In recent weeks I have experienced short, intermittent bursts of anxiety. I can deal with late night jitters as I am naturally active in the evenings, so any worries disappear with a bout of exercise, candlelit shower and some light meditation. Waking up anxious bothers me a great deal, I feel a sense of injustice in the face of a comfortable night’s sleep that my mind decides to wrinkle up without warning, akin to shoving a meringue into a searing hot oven. This morning I didn’t even have to go into the hospital so the long-standing battle I have with myself to make sense of why I am feeling this way deepens. My night-time ritual doesn’t seem to fit the context of the morning’s grievances well, so I have taken to reading the news to the sound of trance and any knots manage to untangle themselves.
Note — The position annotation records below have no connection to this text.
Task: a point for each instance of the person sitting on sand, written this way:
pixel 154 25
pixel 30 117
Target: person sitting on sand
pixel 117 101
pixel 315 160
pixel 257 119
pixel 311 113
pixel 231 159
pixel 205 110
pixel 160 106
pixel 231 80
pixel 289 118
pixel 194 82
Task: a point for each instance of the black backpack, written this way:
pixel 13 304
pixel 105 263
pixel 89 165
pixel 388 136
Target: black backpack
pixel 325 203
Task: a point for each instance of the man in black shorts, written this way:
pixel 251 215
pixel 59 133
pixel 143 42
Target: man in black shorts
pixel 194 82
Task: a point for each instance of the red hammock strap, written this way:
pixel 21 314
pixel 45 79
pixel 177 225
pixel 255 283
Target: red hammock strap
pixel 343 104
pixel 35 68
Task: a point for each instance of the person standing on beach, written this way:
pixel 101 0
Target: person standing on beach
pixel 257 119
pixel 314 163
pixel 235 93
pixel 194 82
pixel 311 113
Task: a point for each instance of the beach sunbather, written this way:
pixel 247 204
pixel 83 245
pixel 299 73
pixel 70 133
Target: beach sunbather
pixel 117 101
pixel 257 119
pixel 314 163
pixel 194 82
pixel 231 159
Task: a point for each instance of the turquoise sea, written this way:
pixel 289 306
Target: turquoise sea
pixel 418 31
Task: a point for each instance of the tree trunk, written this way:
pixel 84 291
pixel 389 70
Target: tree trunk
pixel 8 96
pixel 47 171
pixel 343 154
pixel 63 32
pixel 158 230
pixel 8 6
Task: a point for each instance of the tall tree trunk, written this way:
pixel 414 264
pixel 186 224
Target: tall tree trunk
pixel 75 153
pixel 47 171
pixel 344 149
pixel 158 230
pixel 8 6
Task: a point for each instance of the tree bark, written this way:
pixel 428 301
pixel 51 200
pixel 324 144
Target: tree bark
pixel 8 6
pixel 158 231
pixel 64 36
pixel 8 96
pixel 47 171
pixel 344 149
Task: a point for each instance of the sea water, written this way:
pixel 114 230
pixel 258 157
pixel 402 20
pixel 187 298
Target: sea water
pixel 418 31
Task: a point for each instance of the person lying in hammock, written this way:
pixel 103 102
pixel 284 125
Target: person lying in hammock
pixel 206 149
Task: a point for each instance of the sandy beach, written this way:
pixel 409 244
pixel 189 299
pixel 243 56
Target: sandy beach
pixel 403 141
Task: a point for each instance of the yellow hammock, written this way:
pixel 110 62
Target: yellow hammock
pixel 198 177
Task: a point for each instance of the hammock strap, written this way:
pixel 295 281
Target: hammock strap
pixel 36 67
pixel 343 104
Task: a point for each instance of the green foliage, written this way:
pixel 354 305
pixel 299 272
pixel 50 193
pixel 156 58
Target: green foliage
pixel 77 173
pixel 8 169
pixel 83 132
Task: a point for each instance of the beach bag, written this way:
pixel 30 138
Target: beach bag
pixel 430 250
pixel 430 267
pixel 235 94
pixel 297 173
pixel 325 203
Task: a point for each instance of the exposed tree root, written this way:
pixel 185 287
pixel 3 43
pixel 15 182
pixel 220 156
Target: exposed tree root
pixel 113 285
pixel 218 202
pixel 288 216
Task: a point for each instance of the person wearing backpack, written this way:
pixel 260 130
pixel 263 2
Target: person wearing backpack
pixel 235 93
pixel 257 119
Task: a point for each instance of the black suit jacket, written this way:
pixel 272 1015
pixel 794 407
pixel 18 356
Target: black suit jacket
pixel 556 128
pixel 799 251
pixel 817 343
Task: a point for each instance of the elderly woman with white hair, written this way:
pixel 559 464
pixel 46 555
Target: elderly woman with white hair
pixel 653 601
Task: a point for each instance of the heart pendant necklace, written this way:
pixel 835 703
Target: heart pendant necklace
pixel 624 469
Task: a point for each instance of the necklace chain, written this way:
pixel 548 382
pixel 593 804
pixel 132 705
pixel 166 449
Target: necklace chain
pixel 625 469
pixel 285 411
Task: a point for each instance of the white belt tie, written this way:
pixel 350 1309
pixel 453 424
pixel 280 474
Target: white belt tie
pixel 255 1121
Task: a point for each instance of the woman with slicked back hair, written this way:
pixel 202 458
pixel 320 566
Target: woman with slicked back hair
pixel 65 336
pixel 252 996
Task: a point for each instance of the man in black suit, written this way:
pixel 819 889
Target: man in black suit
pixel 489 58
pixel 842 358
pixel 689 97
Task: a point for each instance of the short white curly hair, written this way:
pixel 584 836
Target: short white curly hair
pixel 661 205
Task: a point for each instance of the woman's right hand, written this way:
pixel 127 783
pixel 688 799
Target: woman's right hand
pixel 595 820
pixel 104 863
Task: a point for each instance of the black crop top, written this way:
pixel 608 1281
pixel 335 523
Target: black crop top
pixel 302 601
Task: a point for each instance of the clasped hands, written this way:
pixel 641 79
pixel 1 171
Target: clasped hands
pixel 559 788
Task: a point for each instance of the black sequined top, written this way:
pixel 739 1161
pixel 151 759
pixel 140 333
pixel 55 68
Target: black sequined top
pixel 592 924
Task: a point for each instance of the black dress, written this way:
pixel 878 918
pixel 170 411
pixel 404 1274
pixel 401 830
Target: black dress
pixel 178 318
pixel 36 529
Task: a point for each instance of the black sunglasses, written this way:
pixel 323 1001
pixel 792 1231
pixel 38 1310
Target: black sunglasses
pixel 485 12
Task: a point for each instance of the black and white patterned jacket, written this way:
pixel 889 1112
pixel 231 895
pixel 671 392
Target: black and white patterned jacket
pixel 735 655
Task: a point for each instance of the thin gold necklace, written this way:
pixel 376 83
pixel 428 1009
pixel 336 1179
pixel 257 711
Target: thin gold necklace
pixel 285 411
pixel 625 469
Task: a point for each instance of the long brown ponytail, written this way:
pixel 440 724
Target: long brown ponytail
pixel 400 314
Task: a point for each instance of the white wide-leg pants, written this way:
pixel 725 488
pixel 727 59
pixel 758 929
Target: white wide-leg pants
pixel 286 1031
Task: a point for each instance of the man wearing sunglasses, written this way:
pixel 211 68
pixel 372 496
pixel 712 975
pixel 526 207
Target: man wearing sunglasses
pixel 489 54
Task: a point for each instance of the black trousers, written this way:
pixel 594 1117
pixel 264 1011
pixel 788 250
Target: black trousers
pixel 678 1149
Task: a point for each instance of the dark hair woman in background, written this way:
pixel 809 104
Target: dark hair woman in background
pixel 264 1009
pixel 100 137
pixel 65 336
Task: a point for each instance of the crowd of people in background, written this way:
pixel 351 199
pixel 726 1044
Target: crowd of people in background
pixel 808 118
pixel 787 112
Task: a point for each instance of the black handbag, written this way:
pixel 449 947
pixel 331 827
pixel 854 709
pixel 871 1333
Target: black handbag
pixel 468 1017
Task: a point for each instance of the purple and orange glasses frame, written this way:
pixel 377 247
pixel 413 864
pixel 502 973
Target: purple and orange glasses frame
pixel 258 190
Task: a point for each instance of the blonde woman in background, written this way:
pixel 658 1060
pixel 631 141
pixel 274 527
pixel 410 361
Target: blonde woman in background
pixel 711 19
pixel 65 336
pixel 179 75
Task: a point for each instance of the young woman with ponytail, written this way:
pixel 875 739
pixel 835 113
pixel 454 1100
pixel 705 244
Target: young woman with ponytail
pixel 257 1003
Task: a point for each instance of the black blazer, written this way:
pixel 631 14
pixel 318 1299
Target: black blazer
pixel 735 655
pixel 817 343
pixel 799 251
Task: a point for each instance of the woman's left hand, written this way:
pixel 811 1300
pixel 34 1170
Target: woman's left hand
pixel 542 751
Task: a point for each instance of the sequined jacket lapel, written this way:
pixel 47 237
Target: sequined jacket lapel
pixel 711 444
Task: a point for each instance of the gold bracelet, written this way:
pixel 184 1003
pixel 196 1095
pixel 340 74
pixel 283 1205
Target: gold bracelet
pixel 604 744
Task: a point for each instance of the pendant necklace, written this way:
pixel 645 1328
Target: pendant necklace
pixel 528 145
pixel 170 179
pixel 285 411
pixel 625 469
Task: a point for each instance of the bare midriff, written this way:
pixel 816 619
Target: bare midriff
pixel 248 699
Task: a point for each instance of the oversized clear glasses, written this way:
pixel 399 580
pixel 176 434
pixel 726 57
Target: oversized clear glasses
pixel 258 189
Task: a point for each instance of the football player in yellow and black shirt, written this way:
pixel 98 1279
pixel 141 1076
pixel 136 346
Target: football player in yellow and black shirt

I know exactly what is going on: I am unwilling to accept the inevitability that comes with jumping on the doctor conveyor belt. Including A levels, I have given roughly a third of my life to medicine and I am not sure it would be right for me to start work immediately. The itch to work abroad is driving me to distraction and now is a good time to do it given that I have no commitments. In addition to this, the fallout from ending a 4 year relationship where I felt that I lost my sense of self along the way has exacerbated these feelings. And why shouldn’t they? I have ploughed along mindlessly for a long time and now that my relationship is over and medical school is soon to come to an end, I can’t help feeling that I don’t yet want to be sucked into the vortex of working as a junior doctor without giving it some serious thought first.

Ultimately I think I just have to accept a few painful truths: I felt a greater sense of achievement and fulfilment getting on a bike and riding over San Francisco’s Golden Gate bridge than anything I have ever done during medical school.